Leur plus grand concurrent mondial est situé en Asie. Bytedance, propriétaire du géant du matériel VR TikTok et Pico, est le concurrent le plus fort, mais il y a plus de concurrence qui émerge comme Huawei, Tencent et le sable Un monde virtuel.

Les startups européennes sont en retard sur leurs homologues américaines et asiatiques.

L’Europe, en revanche, est largement limitée aux opérateurs spécialisés et aux start-up. Ceux-ci vont de la Finlande Fargoqui produit des écouteurs haut de gamme, en Estonie joueur prêt pour moiune plate-forme d’incarnation cross-game qui a récemment levé 56 millions de dollars lors d’un cycle de financement dirigé par le géant du capital-risque Andreessen Horowitz.

Jake Stott, PDG de Web3 et agence de publicité métaverse le bruitIl est également optimiste sur le fait que le secteur fintech populaire en Europe peut produire de futurs fournisseurs de paiement dans l’espace. Mais il reconnaît qu’ils sont confrontés à des défis importants.

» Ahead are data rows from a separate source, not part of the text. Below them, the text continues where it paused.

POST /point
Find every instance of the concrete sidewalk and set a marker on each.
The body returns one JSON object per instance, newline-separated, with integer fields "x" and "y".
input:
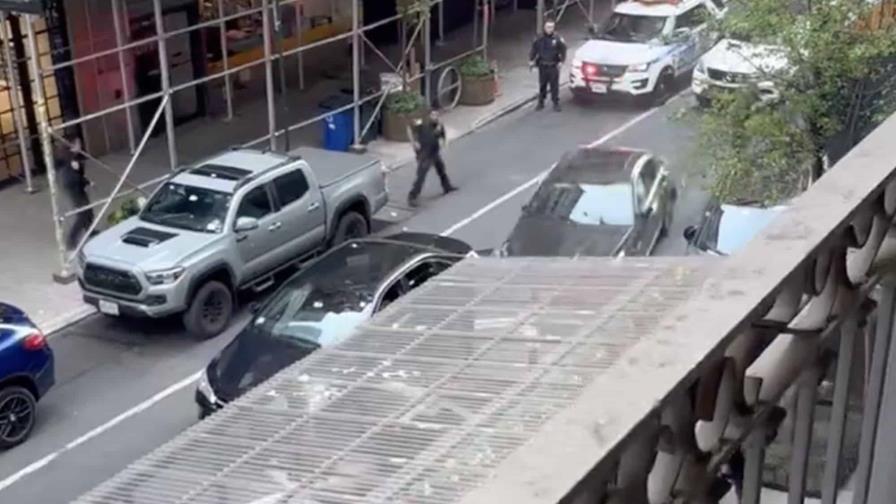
{"x": 31, "y": 253}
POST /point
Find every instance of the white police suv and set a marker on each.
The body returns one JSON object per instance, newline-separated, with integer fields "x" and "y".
{"x": 733, "y": 64}
{"x": 643, "y": 47}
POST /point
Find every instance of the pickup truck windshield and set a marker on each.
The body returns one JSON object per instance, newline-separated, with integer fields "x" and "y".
{"x": 589, "y": 204}
{"x": 631, "y": 28}
{"x": 187, "y": 207}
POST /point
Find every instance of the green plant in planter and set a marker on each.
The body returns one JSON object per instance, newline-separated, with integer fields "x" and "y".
{"x": 405, "y": 102}
{"x": 476, "y": 67}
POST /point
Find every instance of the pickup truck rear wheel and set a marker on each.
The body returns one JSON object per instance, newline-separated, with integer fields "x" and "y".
{"x": 210, "y": 311}
{"x": 350, "y": 226}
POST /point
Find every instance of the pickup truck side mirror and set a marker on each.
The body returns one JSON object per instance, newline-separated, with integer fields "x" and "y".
{"x": 245, "y": 224}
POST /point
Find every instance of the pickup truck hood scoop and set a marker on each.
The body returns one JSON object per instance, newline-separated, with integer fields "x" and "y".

« Historiquement, les startups européennes ont en arrière leurs homologues aux États-Unis et en Asie en ce qui concerne la production de rhinocéros.” L’Europe est également en retard sur les États-Unis en termes de capital-risque levé. C’est peut-être un domaine où le soutien du gouvernement peut aider l’écosystème naissant du continent – en supprimant les obstacles à la croissance et créer des incitations au risque.

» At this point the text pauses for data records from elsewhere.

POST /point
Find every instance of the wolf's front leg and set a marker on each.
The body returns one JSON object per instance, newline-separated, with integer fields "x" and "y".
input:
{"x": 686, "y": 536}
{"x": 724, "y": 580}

Le problème du financement inversé en Europe

Petri Rajhalmi a ses propres plans pour combler le déficit de financement. L’entrepreneur finlandais et son associé, Dave Hayes, ont récemment lancé Projets FOV, la première société de capital-risque à se spécialiser dans les entreprises métavers en phase de démarrage en Europe. En mars, le duo a annoncé un financement de 25 millions d’euros pour des startups en pré-amorçage ou en amorçage.

“Nous ne manquons pas de talent, c’est sûr”, déclare Rajalami. “Si vous regardez les fusions et acquisitions historiques, beaucoup d’entreprises américaines [businesses] Le talent venu d’Europe a faibli… La grande question est de savoir comment garder ce talent en Europe ? “

Rajhalmi (à droite) était auparavant directeur général du Nordic XR Startups Fund, tandis que Haynes (à gauche) dirigeait le fonds HTC Vive X de 100 millions de dollars dans la région EMEA.